La seule manière pour les puissances de l’OTAN, comme la France et le Royaume-Uni, d’envisager une livraison (limitée) d’armes aux insurgés libyens, c’est sous contrôle étroit de leurs «conseillers» qu’elles envoient sur place – dans le but de reconnaître le terrain pour un futur engagement de troupes au sol (la prétention que ces conseillers sont nécessaires est seulement un prétexte qui n’est même pas corroboré par les insurgés eux-mêmes).

Ces puissances de l’OTAN préparent les conditions d’une telle invasion par le fait même qu’elles refusent de livrer aux insurgés les armes et l’équipement dont ils ont besoin pour battre les forces de Kadhafi. Ainsi cela permet à ce dernier de progresser jusqu’au point où les insurgés eux-mêmes pourraient se sentir obligés de requérir l’intervention au sol qu’ils ont très justement et résolument refusée jusqu’à aujourd’hui. Une première victoire de cette manœuvre machiavélique se voit à Misrata où les insurgés ont demandé une intervention au sol après avoir perdu l’espoir que l’OTAN puisse arrêter par air et par mer l’avance des troupes de Kadhafi.

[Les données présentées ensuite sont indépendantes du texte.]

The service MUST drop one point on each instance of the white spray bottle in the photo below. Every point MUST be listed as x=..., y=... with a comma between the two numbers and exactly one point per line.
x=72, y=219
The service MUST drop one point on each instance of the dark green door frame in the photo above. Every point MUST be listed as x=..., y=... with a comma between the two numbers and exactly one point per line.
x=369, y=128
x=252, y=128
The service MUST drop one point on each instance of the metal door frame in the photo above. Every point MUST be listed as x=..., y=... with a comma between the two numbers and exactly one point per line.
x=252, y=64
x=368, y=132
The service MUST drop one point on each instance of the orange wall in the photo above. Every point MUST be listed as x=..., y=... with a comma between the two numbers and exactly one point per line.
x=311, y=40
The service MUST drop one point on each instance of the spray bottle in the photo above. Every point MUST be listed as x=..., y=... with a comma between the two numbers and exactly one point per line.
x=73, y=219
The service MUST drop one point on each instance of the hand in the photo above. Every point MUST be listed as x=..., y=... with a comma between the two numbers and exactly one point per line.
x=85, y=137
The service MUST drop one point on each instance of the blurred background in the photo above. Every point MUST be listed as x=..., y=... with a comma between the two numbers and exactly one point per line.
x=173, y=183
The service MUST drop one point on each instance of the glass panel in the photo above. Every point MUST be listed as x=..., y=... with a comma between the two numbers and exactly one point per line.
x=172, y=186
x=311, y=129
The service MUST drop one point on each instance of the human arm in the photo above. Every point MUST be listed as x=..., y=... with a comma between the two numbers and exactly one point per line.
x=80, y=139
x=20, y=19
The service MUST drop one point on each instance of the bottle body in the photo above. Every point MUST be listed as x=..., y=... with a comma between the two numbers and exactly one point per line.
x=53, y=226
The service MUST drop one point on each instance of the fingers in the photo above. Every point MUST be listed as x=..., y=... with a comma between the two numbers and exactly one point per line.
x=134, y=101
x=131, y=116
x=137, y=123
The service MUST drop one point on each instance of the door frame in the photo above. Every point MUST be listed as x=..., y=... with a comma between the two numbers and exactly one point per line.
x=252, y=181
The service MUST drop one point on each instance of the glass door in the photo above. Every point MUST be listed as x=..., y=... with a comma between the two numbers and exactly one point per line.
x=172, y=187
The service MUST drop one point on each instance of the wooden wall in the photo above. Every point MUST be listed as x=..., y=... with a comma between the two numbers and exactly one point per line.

Le mouvement anti-guerre et anti-impérialiste à travers le monde devrait mobiliser en faveur du soulèvement libyen comme en faveur de tous les autres soulèvements en Afrique du Nord et au Moyen-Orient. Il faut savoir comment dénoncer de la manière la plus efficace les desseins des puissances impérialistes en montrant qui sont les vrais amis des luttes populaires[5]. (Traduction A l’encontre; les sous-titres sont de la rédaction)


1. A ma connaissance, la dernière fois qu’on a entendu parler d’une gauche organisée en Libye fut au début des années 1970 quand des nouvelles rapportèrent la répression d’un groupe trotskyste.

2. Un commentaire paru en anglais à propos de cette réunion déclarait que seuls onze pays de la Ligue étaient présents et participèrent au vote. C’était confondre le fait d’être représenté par le ministre des Affaires étrangères avec le fait d’être représenté tout court. Tous les Etats, à part la Libye, étaient représentés soit par leur ministre des Affaires étrangères ou à un niveau inférieur, par un ambassadeur ou équivalent. Il est à remarquer que les manifestants favorables au régime crient le même slogan en Libye «Dieu, Mouammar et personne d’autre» et en Syrie «Dieu, Bachar et personne d’autre».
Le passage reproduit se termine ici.